In the descriptions below, the "CL" (control left), "GL" (graphic left), "CR" (control right), and "GR" (graphic right) regions are respectively, in column/line notation, from 0/0 to 1/15, from 2/1 to 7/14, from 8/0 to 9/15, and from 10/1 to 15/14. For each code, 2/0 is assigned the graphic character "SPACE" and 7/15 the control character "DELETE". The C0 control characters (defined in JIS X 0211 and matching ISO/IEC 6429) are assigned to the CL region.

- 7-bit encoding for kanji
Stipulated in the standard itself. The JIS X 0208 double-byte set is assigned to the GL region.
- 8-bit encoding for kanji
Stipulated in the standard itself. Same as the 7-bit encoding, but defined in terms of 8-bit bytes. The CR region may be unused, or encode the C1 control characters from JIS X 0211. The GR region is unused.
- International Reference Version + 7-bit encoding for kanji
Stipulated in the standard itself. The shift in control character designates the ISO/IEC 646:1991 IRV (International Reference Version, equivalent to US-ASCII) to the GL region. Shift out designates the JIS X 0208 double-byte set to the same region.
- Latin characters + 7-bit encoding for kanji
Stipulated in the standard itself. As with IRV+7-bit, but with ISO/IEC 646:IRV replaced with ISO/IEC 646:JP (the Roman set of JIS X 0201).
- International Reference Version + 8-bit encoding for kanji
Stipulated in the standard itself. ISO/IEC 646:IRV is assigned to the GL region, JIS X 0208 to the GR region. This is effectively a subset of EUC-JP, excluding the half-width katakana from JIS X 0201 and the supplemental kanji from JIS X 0212.
- Latin characters + 8-bit encoding for kanji
Stipulated in the standard itself. As with IRV+8-bit, but with ISO/IEC 646:IRV replaced with ISO/IEC 646:JP.
- Shift-coded character set
Stipulated in Appendix 1: "Shift-Coded Representation" (シフト符号化表現, Shifuto Fugōka Hyōgen). The authoritative definition of Shift JIS.
- RFC 1468-coded character set
Stipulated in Appendix 2: "RFC 1468-Coded Representation" (RFC 1468符号化表現, RFC 1468 Fugōka Hyōgen). Resembles ISO-2022-JP (which is authoritatively defined in RFC 1468) but is defined in terms of eight-bit bytes, whereas ISO-2022-JP is defined in terms of seven-bit bytes.

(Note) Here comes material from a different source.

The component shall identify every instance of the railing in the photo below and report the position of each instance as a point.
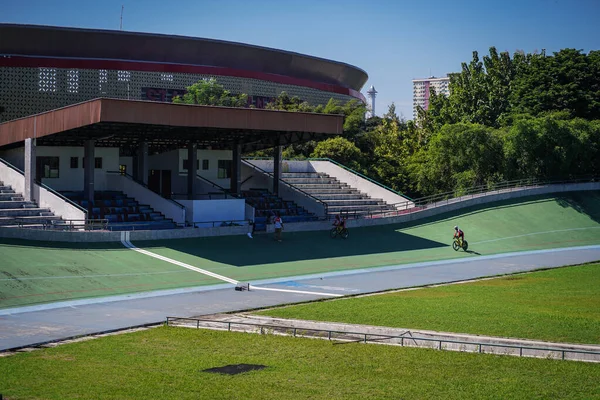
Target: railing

Among the encodings stipulated in the fourth standard, only the "Shift" coded character set is registered by the IANA. However, certain others are closely related to IANA-registered encodings defined elsewhere (EUC-JP and ISO-2022-JP).

=== Escape sequences for JIS X 0202 / ISO 2022 ===
JIS X 0208 may be used within ISO 2022/JIS X 0202 (of which ISO-2022-JP is a subset). The escape sequences to designate JIS X 0208 to each of the four ISO 2022 code sets are listed below. Here, "ESC" refers to the control character "Escape" (0x1B, or 1/11).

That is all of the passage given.